Ruth Dallas


Ruth Minnie Mumford , better known by her pen name Ruth Dallas, was a New Zealand poet and children's author.

Biography

Dallas was born in Invercargill, the daughter of Frank and Minnie Mumford. She became blind in one eye at 15, then spent three years at the Southland Technical College and was engaged at 19. But her fiance broke off the engagement to serve in Great Britain during World War II. During the war she worked at an army office and as a milk tester. Following the war, in 1946, her first published poem, "Morning Mountains" appeared in The Southland Times. She adopted her maternal grandmother's name, Dallas, as a pen name. Her first book of poetry, Country Road and Other Poems, was published in 1953. In 1954 she moved to Dunedin, where she lived for most of her life.
Her poetry was influenced by William Wordsworth and the southern New Zealand landscape. Two of her most notable pieces of poetry, "Photographs of Pioneer Women" and "Pioneer Woman with Ferrets" were both written to show the inequality and sexist stereotypes of the time and to also give these pioneer women a voice. She was awarded the 1968 Robert Burns Fellowship by the University of Otago, which she used to launch a series of children's books, beginning with The Children in the Bush.

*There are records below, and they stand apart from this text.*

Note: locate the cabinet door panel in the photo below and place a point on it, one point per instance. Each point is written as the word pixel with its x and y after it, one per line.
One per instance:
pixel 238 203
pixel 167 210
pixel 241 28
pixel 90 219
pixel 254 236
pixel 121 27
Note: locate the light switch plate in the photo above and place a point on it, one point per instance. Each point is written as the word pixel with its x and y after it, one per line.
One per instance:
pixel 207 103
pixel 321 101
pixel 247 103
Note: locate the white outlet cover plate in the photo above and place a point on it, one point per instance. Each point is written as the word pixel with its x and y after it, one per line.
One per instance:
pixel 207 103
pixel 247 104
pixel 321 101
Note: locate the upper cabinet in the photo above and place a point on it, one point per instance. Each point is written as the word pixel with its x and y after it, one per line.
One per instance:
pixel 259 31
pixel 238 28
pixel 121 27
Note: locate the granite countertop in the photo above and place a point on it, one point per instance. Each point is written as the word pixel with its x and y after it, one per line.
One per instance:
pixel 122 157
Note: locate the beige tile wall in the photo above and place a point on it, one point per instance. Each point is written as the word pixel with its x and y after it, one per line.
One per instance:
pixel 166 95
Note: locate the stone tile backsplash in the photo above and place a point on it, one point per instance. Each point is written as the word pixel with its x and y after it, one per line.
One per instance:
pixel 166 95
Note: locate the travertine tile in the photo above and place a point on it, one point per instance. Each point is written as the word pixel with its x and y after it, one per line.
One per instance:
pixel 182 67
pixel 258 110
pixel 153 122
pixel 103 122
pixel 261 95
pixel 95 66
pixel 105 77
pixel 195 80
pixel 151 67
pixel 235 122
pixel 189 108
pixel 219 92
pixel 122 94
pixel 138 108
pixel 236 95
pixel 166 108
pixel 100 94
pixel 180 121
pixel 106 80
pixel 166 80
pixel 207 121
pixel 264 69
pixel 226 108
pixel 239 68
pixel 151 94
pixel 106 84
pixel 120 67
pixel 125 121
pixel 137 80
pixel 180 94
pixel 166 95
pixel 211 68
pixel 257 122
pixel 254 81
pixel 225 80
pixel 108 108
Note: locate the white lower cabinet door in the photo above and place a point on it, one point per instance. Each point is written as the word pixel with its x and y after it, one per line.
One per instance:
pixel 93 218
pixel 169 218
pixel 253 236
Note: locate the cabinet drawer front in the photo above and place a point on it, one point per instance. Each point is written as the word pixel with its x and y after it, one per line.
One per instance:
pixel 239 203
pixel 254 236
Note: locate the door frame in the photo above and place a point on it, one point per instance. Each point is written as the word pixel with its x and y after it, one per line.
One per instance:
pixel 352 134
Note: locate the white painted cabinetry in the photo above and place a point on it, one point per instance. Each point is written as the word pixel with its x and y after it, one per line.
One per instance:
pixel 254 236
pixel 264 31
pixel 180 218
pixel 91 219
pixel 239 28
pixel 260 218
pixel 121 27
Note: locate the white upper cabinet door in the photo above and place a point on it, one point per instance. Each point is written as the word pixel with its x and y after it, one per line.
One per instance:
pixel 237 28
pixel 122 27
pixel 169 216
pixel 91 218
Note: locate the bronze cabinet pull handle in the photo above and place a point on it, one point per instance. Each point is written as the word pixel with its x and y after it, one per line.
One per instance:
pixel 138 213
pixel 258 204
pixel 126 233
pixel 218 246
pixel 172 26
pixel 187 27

In 1977, she was a joint winner of the New Zealand Book Award for Poetry for her collection Walking on the Snow; that same year she received for Song for a Guitar and Other Songs the Buckland Literary Award, for "the Literary Work for the year of the highest Literary Merit". In 1978 the University of Otago made her an honorary Doctor of Literature. Later, as her eyesight deteriorated, she received A Blind Achievers' Award. In 1989, she was appointed a Commander of the Order of the British Empire for services to literature.
Dallas died in 2008 in hospital in Dunedin after suffering a fall in her home. Her ashes were buried in Andersons Bay Cemetery.